My friend Mike Steele in Korea 1979


Mike's Mom, sister and some of his friends after his funeral in Bremerton WA, November 1979


Pat
NRA Life Member

"On the plains of hesitation bleach the bones of countless millions who, at the dawn of decision, sat down to wait, and waiting died." - Sam Ewing

bambam


God bless them all , as well as you .

remrogers

To all those who have served and have given all, we owe a great debt. Thank you.

nastygunz

Gone but NEVER forgotten 🇺🇸🇺🇸🇺🇸🇺🇸🇺🇸

The Green Fields of France, by Eric Bogle:

How do you do young willie mcbride,
Do you mind if I sit here down by your graveside,
And rest for a while 'neath the warm summer sun,
I've been walking all day and I'm nearly done

I see by your gravestone you were only 19
When you joined the great fall-in in 1916
I hope you died well and I hope you died clean
Or young willie mcbride was it slow and obscene.

Did they beat the drum slowly did they play the fife lowly
Did they sound the death march as they lowered you down
Did the band play the last post and chorus
Did the pipes play the flowers of the forest

Did you leave a wife or a sweetheart behind
In some faithful heart is your memory enshrined
Although you died back in 1916
In that faithful heart are you forever 19

Or are you a stranger without even a name
Enclosed then forever behind a glass frame
In an old photograph torn, battered and stained
And faded to yellow in a brown leather frame.
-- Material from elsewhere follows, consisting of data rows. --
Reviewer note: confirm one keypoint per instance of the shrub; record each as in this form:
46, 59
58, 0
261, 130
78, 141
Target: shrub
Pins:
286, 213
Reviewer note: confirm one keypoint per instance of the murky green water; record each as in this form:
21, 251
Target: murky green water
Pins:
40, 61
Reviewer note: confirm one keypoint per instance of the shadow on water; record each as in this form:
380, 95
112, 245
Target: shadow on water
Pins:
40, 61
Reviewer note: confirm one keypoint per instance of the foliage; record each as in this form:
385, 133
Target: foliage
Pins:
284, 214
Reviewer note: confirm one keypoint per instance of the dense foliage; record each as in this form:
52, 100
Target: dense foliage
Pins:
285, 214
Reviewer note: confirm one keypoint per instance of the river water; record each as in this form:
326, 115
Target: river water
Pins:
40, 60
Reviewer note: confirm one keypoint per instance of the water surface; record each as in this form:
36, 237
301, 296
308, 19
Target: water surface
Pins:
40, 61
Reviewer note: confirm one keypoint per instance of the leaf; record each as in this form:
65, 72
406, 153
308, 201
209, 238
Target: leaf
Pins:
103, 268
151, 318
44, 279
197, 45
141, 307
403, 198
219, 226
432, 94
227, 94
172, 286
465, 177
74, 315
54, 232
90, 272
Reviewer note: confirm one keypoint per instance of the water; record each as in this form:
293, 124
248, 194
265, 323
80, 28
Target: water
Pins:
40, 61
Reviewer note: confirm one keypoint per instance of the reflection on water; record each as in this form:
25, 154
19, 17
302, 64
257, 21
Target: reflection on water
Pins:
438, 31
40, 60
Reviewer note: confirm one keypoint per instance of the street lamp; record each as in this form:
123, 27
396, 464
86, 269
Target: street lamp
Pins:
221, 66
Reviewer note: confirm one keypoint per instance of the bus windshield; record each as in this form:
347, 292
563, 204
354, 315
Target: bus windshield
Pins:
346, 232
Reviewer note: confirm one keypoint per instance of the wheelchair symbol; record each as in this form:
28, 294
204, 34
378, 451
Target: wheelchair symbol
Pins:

Did they beat the drum slowly did they play the fife lowly
Did they sound the death march as they lowered you down
Did the band play the last post and chorus
Did the pipes play the flowers of the forest

The sun now it shines on the green fields of france
There's a warm summer breeze makes the red poppies dance
And look how the sun shines from under the clouds
There's no gas, no barbwire, there's no guns firing now

But here in this graveyard it's still no man's land
The countless white crosses stand mute in the sand
To man's blind indifference to his fellow man
To a whole generation that were butchered and damned.

Did they beat the drum slowly did they play the fife lowly
Did they sound the death march as they lowered you down
Did the band play the last post and chorus
Did the pipes play the flowers of the forest

Now young willie mcbride I can't help wonder why
Do those who lie here know why did they die
Did they believe when they answered the call
Did they really believe that this war would end wars

Well the sorrow, the suffering, the glory, the pain
The killing and the dying were all done in vain
For young willie mcbride it all happened again,
And again and again and again and again

Did they beat the drum slowly did they play the fife lowly
Did they sound the death march as they lowered you down
Did the band play the last post and chorus
Did the pipes play the flowers of the forest.

Hawks Feather

Thanks for remembering them.  Also, a huge thank-you to all who have served and paid the ultimate price.

Okanagan

Pat and Nasty, thank you.  Am remembering.

Today the skies are weeping here. At noon I'll go to an unauthorized service at a country cemetery arranged by a Viet Nam vet friend of mine who stepped up when authorities cancelled the traditional memorial.

nastygunz

 I have met the fellow who wrote that!

JohnP

Thank you Pat, I look forward to you posting that every year.  I have two grandson's visiting today and had them sit down to read it.  We will soon go to visit two cemeteries, one on the fort and one in town.  I have soldier friends buried in both of them.